There are actually two ways to analyze environmental DNA. Some of you are familiar with this technique being used in the Chicago area to analyze for the presence of two Asian carp species. In that case, they selected a single gene, a sequence of DNA bases, that they knew was specific for each of the two carp species: the silver carp and the bighead carp. They went out and actually would collect just pure water and sample the water, and from that, extract DNA. They would collect the DNA that was filtered onto a mesh, and from the mesh, they could amplify it many times over and run it through a sequencer.
You can almost view it as sausages in a chain. What you need to do is determine the identity of each one of the sausages in that chain. Each sausage could be one of four different DNA bases. This is Biology 101. What we do, one by one, is cleave off the end one, determine what it is, and then we continue along the chain until we're finished. From that, you can determine what the sequence of DNA is.
They would be targeting two species and the DNA from those two species from raw water samples. That's a little bit different from what we are doing.
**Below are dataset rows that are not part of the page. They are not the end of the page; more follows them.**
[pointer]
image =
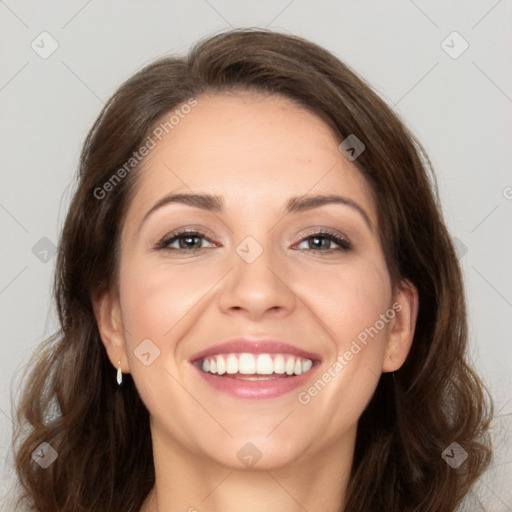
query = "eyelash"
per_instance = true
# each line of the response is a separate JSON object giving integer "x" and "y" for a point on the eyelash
{"x": 343, "y": 243}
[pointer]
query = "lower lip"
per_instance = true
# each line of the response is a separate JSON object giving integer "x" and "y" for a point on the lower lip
{"x": 257, "y": 389}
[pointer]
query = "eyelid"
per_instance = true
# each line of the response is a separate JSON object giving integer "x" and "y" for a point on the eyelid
{"x": 342, "y": 241}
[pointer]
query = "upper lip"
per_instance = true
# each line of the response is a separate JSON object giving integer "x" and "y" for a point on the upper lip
{"x": 254, "y": 346}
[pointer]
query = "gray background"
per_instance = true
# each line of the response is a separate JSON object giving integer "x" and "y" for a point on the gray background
{"x": 460, "y": 109}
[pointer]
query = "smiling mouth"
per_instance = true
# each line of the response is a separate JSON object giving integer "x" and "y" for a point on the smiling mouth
{"x": 247, "y": 366}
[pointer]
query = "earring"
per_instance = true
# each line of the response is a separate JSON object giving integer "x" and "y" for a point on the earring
{"x": 119, "y": 374}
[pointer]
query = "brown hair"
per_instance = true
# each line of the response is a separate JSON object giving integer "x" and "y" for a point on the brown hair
{"x": 101, "y": 431}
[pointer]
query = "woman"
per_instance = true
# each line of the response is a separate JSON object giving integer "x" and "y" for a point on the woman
{"x": 261, "y": 307}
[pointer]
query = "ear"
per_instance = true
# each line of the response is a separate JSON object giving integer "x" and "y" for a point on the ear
{"x": 401, "y": 332}
{"x": 107, "y": 311}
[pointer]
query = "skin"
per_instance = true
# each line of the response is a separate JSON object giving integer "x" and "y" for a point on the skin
{"x": 256, "y": 152}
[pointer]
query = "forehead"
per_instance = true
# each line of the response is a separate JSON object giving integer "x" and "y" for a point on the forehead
{"x": 252, "y": 149}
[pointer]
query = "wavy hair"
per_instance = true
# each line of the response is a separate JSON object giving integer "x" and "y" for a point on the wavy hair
{"x": 101, "y": 431}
In our case, we're actually collecting net samples, the way we've traditionally done, but instead of counting them under a microscope, we take all of the organisms.
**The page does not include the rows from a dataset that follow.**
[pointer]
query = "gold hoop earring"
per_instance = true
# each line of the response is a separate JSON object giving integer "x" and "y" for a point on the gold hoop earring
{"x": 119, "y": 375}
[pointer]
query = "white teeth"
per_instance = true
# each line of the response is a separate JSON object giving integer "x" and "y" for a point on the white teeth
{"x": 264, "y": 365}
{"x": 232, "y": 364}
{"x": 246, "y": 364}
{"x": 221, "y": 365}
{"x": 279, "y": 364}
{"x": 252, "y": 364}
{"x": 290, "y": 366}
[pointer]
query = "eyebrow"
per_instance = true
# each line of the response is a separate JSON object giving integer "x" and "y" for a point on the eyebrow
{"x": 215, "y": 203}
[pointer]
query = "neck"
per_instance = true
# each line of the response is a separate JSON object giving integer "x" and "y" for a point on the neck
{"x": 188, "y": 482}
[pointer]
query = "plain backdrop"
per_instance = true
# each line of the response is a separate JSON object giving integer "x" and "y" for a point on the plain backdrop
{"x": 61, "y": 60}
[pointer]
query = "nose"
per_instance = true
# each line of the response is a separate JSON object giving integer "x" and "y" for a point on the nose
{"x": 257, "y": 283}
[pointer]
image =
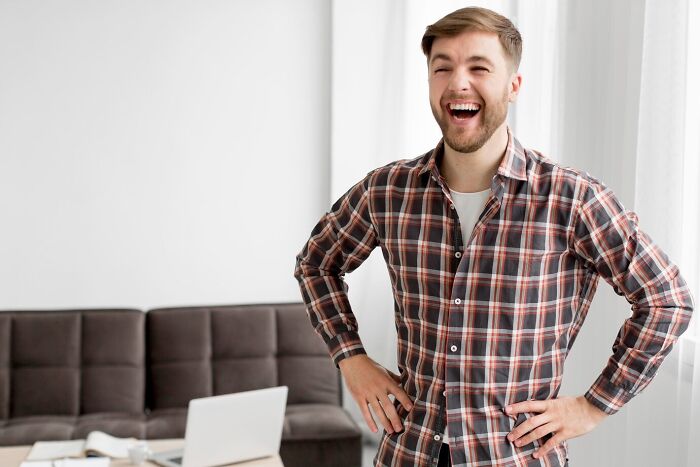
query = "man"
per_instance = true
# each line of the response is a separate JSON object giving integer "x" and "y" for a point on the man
{"x": 494, "y": 253}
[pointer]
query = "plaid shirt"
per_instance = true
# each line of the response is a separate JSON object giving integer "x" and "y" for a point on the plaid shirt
{"x": 488, "y": 321}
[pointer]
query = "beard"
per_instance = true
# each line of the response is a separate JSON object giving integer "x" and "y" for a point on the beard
{"x": 492, "y": 117}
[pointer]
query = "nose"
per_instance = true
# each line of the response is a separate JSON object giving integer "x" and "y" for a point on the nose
{"x": 460, "y": 80}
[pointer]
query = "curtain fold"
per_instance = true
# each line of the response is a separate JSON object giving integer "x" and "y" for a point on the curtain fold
{"x": 604, "y": 90}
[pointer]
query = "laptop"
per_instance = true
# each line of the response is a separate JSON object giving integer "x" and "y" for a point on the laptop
{"x": 230, "y": 428}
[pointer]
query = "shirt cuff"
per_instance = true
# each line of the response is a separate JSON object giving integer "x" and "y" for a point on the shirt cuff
{"x": 607, "y": 396}
{"x": 344, "y": 345}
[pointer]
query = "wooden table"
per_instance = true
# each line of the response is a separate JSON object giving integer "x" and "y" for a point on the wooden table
{"x": 14, "y": 455}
It kind of looks like one of those toys you had as a kid—I forget what they're called—the little globes that you shake and see the snow flying around. That's what the plankton typically looks like, the snow in those little globes. So instead of trying to identify what every species is in that snowstorm, we take all the stuff and put it together, then we mash it all up. We don't try to identify the species. All we want to do is extract the DNA from those species. What you end up with is maybe 500 or 600 different species all combined together.